Re: Some problem pattern matching
by amedico (Sexton) on Apr 03, 2010 at 06:14 UTC
    You can simplify your code considerably by using the DBI "fetchrow_hashref" function (which gets each row as a reference containing the column names as keys and the column values as values) instead of storing the column data to separate parallel arrays. Something like this:
    my $sth = $dbh->prepare( "SELECT pmid, abstract FROM PM_text " . "WHERE title LIKE '%E.coli%'" ); $sth->execute; my @text_refs = ($sth->fetchrow_hashref()); $sth->finish; ... for my $text_ref (@text_refs) { for my $cont_name (@cont_names) { if ($text_ref->{abstract} =~ m/$cont_name/im) { for my $bact_name (@bact_names) { if ($text_ref->{abstract} =~ m/$bact_name/im) { print "matched at text $text_ref->{pmid}, " . "for $cont_name and $bact_name\n"; $sth2->execute( $bact_name, $cont_name, $text_ref->{pmid} ); $sth3->execute( $cont_name, $text_ref->{pmid} ); } } } } }
    Possibly you have a logic error here - the "$sth3->execute()" call depends only on the outer two loops, but it is occurring in the innermost loop. Thus if more than one bacteria name matches for a given abstract/contaminant pair, you will end up trying to insert duplicate records into that "PM_cont" table. Possibly the "$sth3->execute()" call should be moved out one level.
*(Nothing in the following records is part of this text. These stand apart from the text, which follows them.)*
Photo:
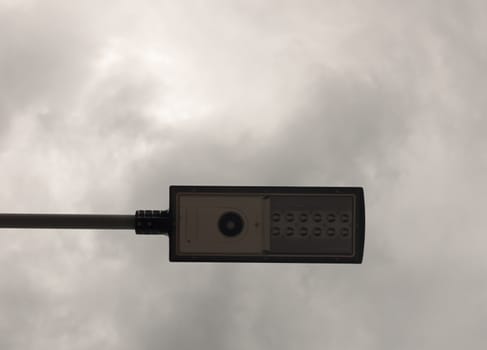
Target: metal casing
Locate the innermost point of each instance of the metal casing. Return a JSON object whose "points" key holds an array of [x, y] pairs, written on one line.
{"points": [[280, 224]]}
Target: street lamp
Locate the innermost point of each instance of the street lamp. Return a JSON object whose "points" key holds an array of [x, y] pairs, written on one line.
{"points": [[239, 223]]}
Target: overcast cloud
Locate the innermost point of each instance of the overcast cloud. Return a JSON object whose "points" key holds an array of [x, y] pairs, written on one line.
{"points": [[103, 105]]}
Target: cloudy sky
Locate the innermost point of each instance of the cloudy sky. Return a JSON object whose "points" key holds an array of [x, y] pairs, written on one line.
{"points": [[103, 105]]}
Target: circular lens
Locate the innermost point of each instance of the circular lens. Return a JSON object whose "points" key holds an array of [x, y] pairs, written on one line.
{"points": [[230, 224]]}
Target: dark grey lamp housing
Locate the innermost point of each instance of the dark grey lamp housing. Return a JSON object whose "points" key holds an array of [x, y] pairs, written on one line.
{"points": [[240, 223]]}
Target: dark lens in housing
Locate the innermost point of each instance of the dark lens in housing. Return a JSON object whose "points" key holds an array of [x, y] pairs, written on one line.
{"points": [[230, 224]]}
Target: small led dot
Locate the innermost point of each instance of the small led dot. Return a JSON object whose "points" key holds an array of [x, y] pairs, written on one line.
{"points": [[276, 217], [317, 217], [290, 217]]}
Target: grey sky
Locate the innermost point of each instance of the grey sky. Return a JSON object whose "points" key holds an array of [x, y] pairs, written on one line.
{"points": [[103, 106]]}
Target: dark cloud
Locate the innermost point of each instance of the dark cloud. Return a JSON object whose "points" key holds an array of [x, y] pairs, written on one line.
{"points": [[104, 107]]}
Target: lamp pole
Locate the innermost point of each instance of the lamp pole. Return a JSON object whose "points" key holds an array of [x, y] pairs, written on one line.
{"points": [[143, 222]]}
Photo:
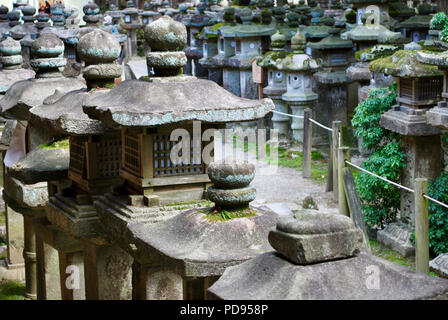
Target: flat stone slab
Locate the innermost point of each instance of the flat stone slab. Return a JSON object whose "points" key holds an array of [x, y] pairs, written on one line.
{"points": [[408, 125], [27, 196], [200, 248], [270, 277], [65, 115], [141, 104], [397, 238], [438, 117], [24, 95], [8, 77], [440, 265], [41, 165]]}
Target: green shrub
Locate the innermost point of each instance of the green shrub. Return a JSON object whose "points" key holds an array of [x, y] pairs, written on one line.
{"points": [[380, 200], [439, 21], [438, 215]]}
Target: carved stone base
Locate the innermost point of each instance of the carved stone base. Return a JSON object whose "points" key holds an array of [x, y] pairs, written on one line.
{"points": [[397, 238], [440, 265]]}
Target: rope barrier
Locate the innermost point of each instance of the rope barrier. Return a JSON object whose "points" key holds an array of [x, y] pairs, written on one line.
{"points": [[379, 177], [302, 117], [287, 114], [321, 125]]}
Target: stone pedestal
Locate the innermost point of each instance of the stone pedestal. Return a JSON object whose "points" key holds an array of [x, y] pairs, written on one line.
{"points": [[423, 156], [107, 271]]}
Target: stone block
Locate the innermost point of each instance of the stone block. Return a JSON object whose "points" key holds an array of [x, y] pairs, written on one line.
{"points": [[397, 238], [440, 265]]}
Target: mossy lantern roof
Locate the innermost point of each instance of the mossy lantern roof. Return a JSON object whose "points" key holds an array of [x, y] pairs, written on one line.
{"points": [[135, 103], [404, 64], [417, 22], [438, 59], [333, 41]]}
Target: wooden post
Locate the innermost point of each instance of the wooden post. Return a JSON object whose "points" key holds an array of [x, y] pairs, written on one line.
{"points": [[421, 226], [343, 154], [307, 134], [337, 125]]}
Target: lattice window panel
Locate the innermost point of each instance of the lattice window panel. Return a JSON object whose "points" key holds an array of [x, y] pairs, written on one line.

      Thanks amedico. I notice the improvement from using 'fetchrow_hashref'. Thanks. I'm currently 'having a go' at the 2nd suggestion, to see how it affects the entire scheme. Thanks a lot

Re: Some problem pattern matching
by jethro (Monsignor) on Apr 03, 2010 at 02:56 UTC

    Without the database it is difficult to run the script. So it might be better to help you debug than to just guess wildly. But nevertheless here is one wild guess: The line

    push(@abst_listing,$abstracts[1]);

    pushes into @abst_listing without checking the value in $abstracts[$1]. Maybe @abstracts has only one value, that would push the undefined value into @abst_listing, eventually generating an error message like you have seen.

    By the way, the error message you get normally tells the variable that is undefined as well as the line number. You should read those error messages with an alert mind and think about it, or if you ask questions somewhere, include this information.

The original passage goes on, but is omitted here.